Besides considering the network distance of the reduce task, the weight distribution of the intermediate result is also an important factor for measuring the data transmission cost. The distribution of intermediate result key-value pairs can be collected and counted with partition as granularity, but there are still two problems: 1) in order to reduce the delay caused by the transmission of intermediate result data, the scheduling of the reduce task generally starts before the map stage is completely finished, and the partition size and the final key value pair distribution at the moment may have great difference, which may cause inaccurate scheduling result; 2) the distribution of key-value pairs usually has a certain regularity, and even if the final partition distribution is predicted by the method, the distribution of the final key-value pairs cannot be predicted and corrected by the existing knowledge due to the problems that the partition granularity is large and the final partition distribution completely depends on the partition function. Aiming at the problems, the invention takes the key value pair as the granularity to carry out statistics and prediction on the weight distribution of the intermediate result, and evaluates the data transmission cost of the reduce task by combining the network distance.
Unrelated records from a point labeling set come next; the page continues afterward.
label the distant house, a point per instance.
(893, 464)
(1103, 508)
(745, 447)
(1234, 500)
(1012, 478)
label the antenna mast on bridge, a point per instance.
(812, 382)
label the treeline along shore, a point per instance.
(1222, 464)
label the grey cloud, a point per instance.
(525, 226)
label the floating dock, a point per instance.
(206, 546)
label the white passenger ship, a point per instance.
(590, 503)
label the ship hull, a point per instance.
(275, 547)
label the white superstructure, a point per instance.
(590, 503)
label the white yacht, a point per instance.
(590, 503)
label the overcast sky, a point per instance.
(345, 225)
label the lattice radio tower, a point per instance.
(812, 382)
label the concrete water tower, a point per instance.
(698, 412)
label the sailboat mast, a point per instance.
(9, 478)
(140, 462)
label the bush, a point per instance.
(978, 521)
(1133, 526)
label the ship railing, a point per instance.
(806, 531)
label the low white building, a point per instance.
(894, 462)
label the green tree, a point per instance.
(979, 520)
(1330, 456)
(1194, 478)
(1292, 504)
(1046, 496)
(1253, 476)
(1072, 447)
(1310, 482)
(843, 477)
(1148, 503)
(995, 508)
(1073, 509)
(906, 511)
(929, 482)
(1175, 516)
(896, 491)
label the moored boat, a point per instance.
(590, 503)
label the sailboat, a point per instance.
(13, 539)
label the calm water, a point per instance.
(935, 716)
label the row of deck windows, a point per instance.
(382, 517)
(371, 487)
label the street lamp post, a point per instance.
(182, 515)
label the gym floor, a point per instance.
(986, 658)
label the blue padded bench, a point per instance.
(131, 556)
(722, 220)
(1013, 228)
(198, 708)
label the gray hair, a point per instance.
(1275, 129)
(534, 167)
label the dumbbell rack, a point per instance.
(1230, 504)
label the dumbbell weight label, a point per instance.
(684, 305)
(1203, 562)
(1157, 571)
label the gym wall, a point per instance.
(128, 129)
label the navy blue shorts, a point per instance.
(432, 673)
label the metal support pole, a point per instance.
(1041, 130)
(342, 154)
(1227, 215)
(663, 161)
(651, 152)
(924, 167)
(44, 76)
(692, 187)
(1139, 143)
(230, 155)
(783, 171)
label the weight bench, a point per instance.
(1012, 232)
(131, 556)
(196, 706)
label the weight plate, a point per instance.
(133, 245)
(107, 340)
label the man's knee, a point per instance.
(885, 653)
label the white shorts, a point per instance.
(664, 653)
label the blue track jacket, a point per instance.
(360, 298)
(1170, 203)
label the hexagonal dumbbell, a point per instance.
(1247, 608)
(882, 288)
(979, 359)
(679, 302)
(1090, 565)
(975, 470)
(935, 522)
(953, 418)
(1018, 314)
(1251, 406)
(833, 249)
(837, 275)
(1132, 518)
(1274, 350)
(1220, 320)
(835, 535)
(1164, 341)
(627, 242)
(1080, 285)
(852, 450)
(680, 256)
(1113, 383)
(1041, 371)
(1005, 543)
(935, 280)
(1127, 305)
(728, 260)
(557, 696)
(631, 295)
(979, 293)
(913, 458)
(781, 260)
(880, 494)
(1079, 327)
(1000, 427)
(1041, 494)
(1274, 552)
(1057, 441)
The number of intermediate result key-value pairs needs to be counted on each node executing the map task, but since the data volume is large, the data distribution collector that each node transmits all key-value pair tuples (k, n) to the master node consumes more network resources and time. On the other hand, obtaining absolutely accurate key-value pair distribution information is not so meaningful that this approach is not reasonable. The invention firstly obtains more accurate global distribution information, and then reduces a local prediction distribution map according to the global prediction distribution map to calculate the data transmission cost required by executing the task, and the specific statistical process is as follows:
(1) when the execution progress of the map phase is α (slowstart)confα is less than or equal to 1), each node counts the intermediate result key value pair, wherein slowstartconfA parameter configured for the user and indicating that the ratio of the map task completed when being executed reaches slowstartconfAt that time, the reduce task starts to be executed.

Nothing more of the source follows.